Run Time: real 0.367 user 0.331444 sys 0.033939

So, yeah. Important to remember that despite carrying the "same" data the way in which a table is joined carries a lot of weight to the query planner.

Indexing

Despite the fact that both access patterns are now very fast for even the "full table scan" scenario it is too tempting not to try improving query performance where possible. Beginning with the per-device history: indexing the device id and update time gets a bit more than a 40% improvement in performance:

> create index idx_firmware_device_update 
      on firmware_notification(device_id, update_time desc);

QUERY PLAN
|--SCAN device_id_internal_id
|--SEARCH device USING INTEGER PRIMARY KEY (rowid=?)
|--SCAN firmware_notification USING INDEX idx_firmware_device_update
`--USE TEMP B-TREE FOR ORDER BY
DEV0020663|4000-97-72|V1.7.4|2024-12-26 17:03:56
DEV0020663|4000-97-72|V0.5.1|2024-11-11 21:19:43
DEV0020663|4000-97-72|V3.2.3|2024-10-09 15:21:00
DEV0020663|4000-97-72|V3.8.8|2024-08-28 22:00:37
Run Time: real 0.042 user 0.038475 sys 0.003671

And delightfully the same index benefits the latest firmware for all devices query too to the tune of about 30%:

QUERY PLAN
|--CO-ROUTINE fw
|  `--SCAN firmware_notification USING INDEX idx_firmware_device_update
|--SCAN fw
|--SEARCH device USING INTEGER PRIMARY KEY (rowid=?)
`--SEARCH device_id_internal_id USING INDEX sqlite_autoindex_device_id_internal_id_1 (device_id=?)
...
Run Time: real 0.237 user 0.208258 sys 0.027774

Thoughts

In an earlier iteration on this idea I mistakenly introduced some duplication into the query results when I applied a cross join between two tables by using the form FROM table_a, table_b WHERE ... instead of using the explicit JOIN ... ON. Considering the insidious nature of the issue I figured making the stylistic choice to avoid comma-style joins entirely might be warranted. Even for intentional uses of CROSS JOIN typing the words out probably better conveys intent. In the case of this performance gaff because of join conditions I'm forced to consider if there's something similar to be done.
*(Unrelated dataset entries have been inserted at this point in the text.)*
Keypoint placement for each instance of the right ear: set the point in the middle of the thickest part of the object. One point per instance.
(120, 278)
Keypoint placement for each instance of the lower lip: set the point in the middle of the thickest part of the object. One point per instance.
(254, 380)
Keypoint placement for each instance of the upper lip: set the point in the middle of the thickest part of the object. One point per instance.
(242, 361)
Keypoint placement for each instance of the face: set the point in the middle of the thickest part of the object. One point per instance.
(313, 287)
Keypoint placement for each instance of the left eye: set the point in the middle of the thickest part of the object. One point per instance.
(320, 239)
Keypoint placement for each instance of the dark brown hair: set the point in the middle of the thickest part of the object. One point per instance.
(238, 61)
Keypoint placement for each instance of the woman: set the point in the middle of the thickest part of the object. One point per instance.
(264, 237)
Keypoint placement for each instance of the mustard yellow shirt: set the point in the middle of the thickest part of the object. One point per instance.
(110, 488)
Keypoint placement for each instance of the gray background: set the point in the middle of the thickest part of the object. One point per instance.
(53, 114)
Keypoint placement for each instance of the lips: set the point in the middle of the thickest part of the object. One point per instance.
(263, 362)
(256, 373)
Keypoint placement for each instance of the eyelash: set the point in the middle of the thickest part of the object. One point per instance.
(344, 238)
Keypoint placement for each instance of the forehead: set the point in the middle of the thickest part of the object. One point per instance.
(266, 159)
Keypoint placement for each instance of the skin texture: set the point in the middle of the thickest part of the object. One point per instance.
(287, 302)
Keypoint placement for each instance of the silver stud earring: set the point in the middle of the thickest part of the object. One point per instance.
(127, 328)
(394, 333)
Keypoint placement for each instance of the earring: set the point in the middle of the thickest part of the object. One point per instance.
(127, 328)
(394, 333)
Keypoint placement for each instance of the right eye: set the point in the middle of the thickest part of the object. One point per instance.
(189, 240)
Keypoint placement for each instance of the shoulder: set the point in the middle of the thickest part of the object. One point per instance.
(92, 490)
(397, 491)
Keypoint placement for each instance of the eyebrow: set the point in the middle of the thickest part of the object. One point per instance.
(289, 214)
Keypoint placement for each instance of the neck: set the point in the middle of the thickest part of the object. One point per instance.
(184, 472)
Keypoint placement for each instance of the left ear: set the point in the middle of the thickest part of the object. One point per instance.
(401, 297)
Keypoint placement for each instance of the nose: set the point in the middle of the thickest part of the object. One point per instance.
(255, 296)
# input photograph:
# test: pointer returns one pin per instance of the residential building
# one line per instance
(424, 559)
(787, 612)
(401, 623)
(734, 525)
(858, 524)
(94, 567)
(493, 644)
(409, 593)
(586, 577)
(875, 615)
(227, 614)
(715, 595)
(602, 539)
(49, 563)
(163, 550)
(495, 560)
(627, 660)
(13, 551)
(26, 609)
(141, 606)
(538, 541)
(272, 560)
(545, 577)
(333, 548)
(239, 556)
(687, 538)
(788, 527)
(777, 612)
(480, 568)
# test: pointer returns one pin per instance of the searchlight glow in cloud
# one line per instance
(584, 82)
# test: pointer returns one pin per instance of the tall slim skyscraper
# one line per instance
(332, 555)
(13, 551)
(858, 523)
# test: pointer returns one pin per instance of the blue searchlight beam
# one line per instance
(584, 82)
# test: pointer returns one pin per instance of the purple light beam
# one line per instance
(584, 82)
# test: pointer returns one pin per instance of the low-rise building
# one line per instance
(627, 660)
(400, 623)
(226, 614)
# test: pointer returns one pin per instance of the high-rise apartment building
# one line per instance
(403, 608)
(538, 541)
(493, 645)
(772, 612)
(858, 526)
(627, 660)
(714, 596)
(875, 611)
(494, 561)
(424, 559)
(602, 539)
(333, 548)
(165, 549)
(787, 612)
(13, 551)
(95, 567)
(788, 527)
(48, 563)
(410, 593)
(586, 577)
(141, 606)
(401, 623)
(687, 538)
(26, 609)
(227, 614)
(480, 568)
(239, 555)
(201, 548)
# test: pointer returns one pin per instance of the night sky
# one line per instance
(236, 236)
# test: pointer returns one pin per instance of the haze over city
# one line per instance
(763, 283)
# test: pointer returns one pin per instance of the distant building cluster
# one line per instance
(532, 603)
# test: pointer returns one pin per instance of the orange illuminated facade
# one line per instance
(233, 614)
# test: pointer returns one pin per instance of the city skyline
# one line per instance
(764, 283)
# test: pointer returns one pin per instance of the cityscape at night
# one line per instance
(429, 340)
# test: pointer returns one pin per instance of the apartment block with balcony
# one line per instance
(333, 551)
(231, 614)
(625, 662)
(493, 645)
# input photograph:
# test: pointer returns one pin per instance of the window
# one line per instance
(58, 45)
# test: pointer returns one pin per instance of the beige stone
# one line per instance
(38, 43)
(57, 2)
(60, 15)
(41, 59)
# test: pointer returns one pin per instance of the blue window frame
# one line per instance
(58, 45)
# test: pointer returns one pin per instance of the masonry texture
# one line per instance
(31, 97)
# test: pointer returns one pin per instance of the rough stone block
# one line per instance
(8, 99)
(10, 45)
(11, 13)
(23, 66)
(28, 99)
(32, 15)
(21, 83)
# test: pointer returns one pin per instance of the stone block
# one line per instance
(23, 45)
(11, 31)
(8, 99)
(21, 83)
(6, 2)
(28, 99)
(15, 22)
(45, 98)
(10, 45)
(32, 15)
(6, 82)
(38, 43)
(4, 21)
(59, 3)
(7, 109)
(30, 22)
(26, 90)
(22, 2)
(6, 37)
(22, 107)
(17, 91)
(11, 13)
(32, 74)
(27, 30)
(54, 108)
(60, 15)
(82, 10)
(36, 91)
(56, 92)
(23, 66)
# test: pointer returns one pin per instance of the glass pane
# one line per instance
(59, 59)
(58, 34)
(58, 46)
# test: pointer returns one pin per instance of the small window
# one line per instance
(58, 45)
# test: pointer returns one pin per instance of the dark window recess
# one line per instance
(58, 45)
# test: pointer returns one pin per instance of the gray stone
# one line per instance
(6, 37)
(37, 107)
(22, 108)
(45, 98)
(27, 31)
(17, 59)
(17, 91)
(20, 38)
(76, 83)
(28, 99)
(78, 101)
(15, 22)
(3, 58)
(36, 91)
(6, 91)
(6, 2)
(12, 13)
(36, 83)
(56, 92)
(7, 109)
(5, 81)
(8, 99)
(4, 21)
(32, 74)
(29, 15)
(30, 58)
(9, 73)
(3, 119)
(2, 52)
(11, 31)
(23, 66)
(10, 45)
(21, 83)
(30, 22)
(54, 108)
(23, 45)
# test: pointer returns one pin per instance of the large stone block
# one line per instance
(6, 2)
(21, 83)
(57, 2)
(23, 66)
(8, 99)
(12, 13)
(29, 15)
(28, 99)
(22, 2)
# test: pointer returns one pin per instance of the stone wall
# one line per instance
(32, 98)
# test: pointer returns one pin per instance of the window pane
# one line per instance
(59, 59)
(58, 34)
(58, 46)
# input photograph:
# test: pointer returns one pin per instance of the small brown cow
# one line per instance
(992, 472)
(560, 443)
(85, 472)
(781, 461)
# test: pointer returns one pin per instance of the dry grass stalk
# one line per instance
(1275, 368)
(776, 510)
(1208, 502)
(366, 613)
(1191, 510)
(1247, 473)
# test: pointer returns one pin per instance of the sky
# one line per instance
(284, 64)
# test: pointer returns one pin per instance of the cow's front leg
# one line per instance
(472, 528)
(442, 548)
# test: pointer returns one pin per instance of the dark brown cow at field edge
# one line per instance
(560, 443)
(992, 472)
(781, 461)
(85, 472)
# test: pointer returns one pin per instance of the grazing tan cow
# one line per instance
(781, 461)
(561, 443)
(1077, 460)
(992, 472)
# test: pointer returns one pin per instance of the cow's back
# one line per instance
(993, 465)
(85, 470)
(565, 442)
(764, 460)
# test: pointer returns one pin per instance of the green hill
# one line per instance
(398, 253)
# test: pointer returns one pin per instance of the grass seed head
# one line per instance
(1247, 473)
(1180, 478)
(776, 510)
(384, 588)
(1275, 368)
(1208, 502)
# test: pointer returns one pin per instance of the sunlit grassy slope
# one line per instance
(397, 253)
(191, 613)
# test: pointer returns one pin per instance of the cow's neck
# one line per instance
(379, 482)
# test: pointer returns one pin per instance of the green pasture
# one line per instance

I am inclined to say USING can help with readability but it turns out, even renaming device.id to device.device_id so that all the joins can instead use JOIN <table> USING(device_id) isn't sufficient. Instead the key seems to be hoisting the subquery out to the first table selection and then joining from there. I might be biased with the knowledge that this new form is also key to good performance but I think it reads better too:

select device.device_name,
       fw.data ->> 'version' as version,
       fw.update_time,
       internal_id
from (select max(firmware_notification.update_time) update_time, 
             data, 
             device_id
        from firmware_notification
    group by device_id) fw
        join device using(device_id)
        join device_id_internal_id using(device_id);

There is something deeply funny in realizing I've managed to re-solve (and re-document!) a variation on a problem I explored here years ago. Maybe things will stick better for having repeated my mistakes again.